So there must be plenty of ways to eat chickpeas…which I’ve been slowly finding out through experimentation. I find since they can keep their shape, they are great as a snack. You can also smash them, so they are great mixed into recipes. Here are 5 of my favorite ways to eat chickpeas:
- 2 cups cooked chickpeas
- 2 tablespoons olive oil
- 1/2 teaspoon salt
- 1/2 teaspoon pepper
- 1 tablespoon chili powder
Preheat oven to 400 degrees.
Rinse and drain chickpeas. Dry as well as you can. Combine chickpeas with olive oil and all spices and spread in a single layer over a baking pan. Bake for 15-20 minutes, shaking every few minutes. They are done when they are a dark golden red color. Serve immediately.
2. On a Salad
Easy! Toss some extra on top of a salad. They go well with a lemon and olive oil dressing.
3. In soup (adapted from the Post Punk Kitchen)
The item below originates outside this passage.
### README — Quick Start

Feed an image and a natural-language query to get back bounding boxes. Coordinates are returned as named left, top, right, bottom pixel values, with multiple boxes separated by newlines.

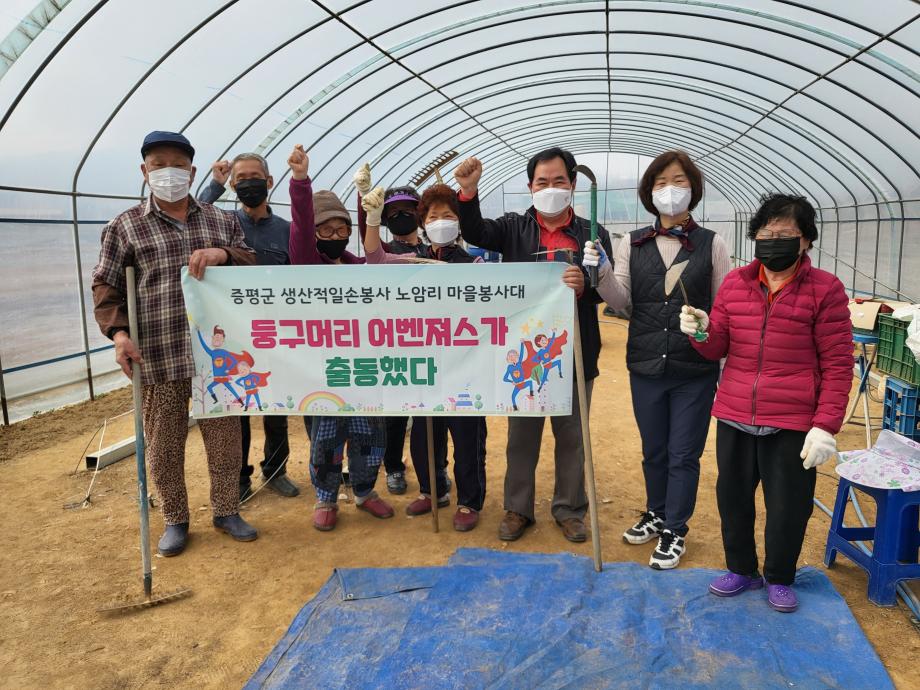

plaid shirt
left=93, top=196, right=255, bottom=385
- 3/4 cup cashews, soaked in water for 2 hours or overnight
- 2 tablespoons olive oil
- 1 medium yellow onion, thinly sliced
- 3 cloves garlic, minced
- 1 teaspoon dried rosemary
- 3/4 teaspoon dried thyme
- 1 teaspoon salt
- fresh black pepper
- 3/4 cup rice, rinsed
- 3 ribs celery, thinly sliced
- 1 cup carrots, diced chunky
- 5 cups vegetable broth
- 1 24 oz can chickpeas, drained and rinsed (about 3 cups)
- 4 cups chopped kale
Drain the cashews and place them in a blender with one cup of fresh water. Blend until completely smooth, scraping the sides of the food processor with a spatula occasionally to make sure you get everything. This could 1 to 5 minutes depending on the strength of your blender.
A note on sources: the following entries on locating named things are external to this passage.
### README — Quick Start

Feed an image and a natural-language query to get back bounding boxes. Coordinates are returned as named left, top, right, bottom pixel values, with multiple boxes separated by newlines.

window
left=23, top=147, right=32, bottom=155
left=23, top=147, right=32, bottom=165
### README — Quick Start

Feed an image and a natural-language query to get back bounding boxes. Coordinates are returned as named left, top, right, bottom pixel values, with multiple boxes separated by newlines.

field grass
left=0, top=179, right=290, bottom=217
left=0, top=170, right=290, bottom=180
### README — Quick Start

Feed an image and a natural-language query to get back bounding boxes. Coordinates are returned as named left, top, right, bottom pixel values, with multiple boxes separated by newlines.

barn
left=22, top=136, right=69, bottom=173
Preheat a stock pot over medium heat. Saute onion in olive oil with a pinch of salt for about 5 minutes, until translucent. Add garlic, rosemary, thyme, salt and pepper and saute a minute more.
Add rice, celery and carrots and then pour in the broth. Cover and bring to a boil. Once boiling, bring down to a simmer, add the chickpeas, and let cook for about 15 more minutes, until rice is cooked and carrots are tender.
Add the cashew cream and kale, and simmer until kale is wilted, 3 to 5 more minutes. You may need to add water to thin the soup if it seems too thick. Taste for salt and seasonings and let sit for 10 minutes or so to allow the flavors to marry.
(It thickens as it cools, so if you have leftovers, just thin with a little water when you reheat.)
4. In a Veggie Burger (adapted from Meatless by Martha Stewart)
- 2 cups of cooked chickpeas
- 1 cup of brown rice
- 1 shallot, minced
- 1 garlic clove, minced
- 1 large egg
- salt and pepper to taste
Preheat the oven to 350 degrees.
Mash chickpeas and brown rice with a potato masher or fork until a thick paste forms. Stir in shallot, garlic, salt and pepper. Whisk the egg and stir into mixture. Form 8 1/4 inch patties and place onto a baking sheet. Bake for 15-20 minutes.
5. Hummus (obviously)
I’ve made my own hummus so many times and here is the perfected recipe. I know you can buy many variations of hummus but I just like the plain version, so that’s what I stick with!
- 1/3 cup tahini
- 6 tablespoons lemon juice
- 1/3 teaspoon of salt (or to taste)
- 2 cups cooked garbanzo beans with 1/4 cup liquid reserved
Put everything into a food processor, except the cooking juice. Pulse until well blended, adding cooking juice until it reaches desired consistency. Salt to taste.